Tuesday, December 13, 2011

More on the Stealth ECB Bailout

I have already suggested that that  the European Central Bank may be providing a backdoor by which European  banks can finance eurozone sovereign debt.

Ed Yardeni appears in the clip below to be thinking the same way about recent ECB financing changes. I hasten to add that while I agree with Yardeni's take on the stealth bailout method being employed by the ECB, I am not as convinced as Yardeni that the Chinese central bank is conducting anywhere near the money supply easing necessary for the bank to reverse the developing massive economic downturn in China. And while Yardeni may be correct in the short-term about the Fed being a "pretty powerful force" in keeping rates near zero, let's see how that works for the Fed when intensifying inflationary pressure starts to put upward pressure on rates.

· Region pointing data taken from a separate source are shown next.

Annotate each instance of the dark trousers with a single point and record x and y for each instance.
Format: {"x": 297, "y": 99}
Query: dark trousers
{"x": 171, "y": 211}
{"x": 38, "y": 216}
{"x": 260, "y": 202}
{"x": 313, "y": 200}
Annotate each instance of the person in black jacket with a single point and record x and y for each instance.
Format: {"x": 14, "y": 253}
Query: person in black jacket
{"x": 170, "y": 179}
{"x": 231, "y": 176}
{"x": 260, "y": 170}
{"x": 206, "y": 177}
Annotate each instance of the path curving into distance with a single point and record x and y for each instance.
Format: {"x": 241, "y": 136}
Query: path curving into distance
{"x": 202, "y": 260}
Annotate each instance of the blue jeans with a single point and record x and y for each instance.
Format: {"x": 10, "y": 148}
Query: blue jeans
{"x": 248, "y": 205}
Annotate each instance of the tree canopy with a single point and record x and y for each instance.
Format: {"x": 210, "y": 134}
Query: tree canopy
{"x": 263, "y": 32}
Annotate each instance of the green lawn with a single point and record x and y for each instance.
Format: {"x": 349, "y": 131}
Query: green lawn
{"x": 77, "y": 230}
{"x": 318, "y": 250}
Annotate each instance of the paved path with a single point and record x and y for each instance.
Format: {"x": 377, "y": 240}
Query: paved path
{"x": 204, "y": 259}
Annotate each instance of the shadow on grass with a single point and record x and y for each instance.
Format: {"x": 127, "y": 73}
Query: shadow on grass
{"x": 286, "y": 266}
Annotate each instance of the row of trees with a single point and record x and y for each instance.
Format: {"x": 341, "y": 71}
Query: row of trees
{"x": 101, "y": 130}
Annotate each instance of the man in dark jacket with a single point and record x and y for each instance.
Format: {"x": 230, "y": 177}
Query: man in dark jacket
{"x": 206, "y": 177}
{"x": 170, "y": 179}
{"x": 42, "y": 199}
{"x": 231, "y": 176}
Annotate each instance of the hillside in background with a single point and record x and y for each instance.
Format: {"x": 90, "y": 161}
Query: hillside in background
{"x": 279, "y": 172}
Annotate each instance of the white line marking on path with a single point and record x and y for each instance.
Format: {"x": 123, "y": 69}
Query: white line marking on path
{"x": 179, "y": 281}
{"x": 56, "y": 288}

  1. Notice how around the 4:40 mark, Yardeni equates the ECB's recent lowering of its reserve requirement with increasing capital. In truth, to the extent that this policy hinders saving, it does nothing of the kind. I would have expected such a comment coming from Roubini, not Yardeni.

  2. @Americonomist

    Yardeni is not talking about capital here in the sense of saving but the "capital requirement" that banks must hold and that is set by regulators. The fact that the reserve requirement was lowered suggests that the "capital requirement" will also be monkeyed with so that it won't apply relative to sovereign debt purchases.

  3. Thanks, Robert. This would then place them in a stronger position in the event of further turmoil in Greece and Italy.

    Based on your knowledge of Yardeni, do you think he accepts the Shostakian point about real savings being the fuel of real, sustainable growth? According to Shastak, it's not the capital requirements per se, but the quality of capital in terms of how much of it reflects the actual lowering of time preferences across society.

    I admire his optimism near the end of the interview, but it seems based on the assumption that our interventions in market forces, however egregious, will turn out to be relatively less harmful than those in other advanced economies. If he's right, the resulting growth will still be suboptimal and characterized by malinvestments that make an eventual future correction even worse.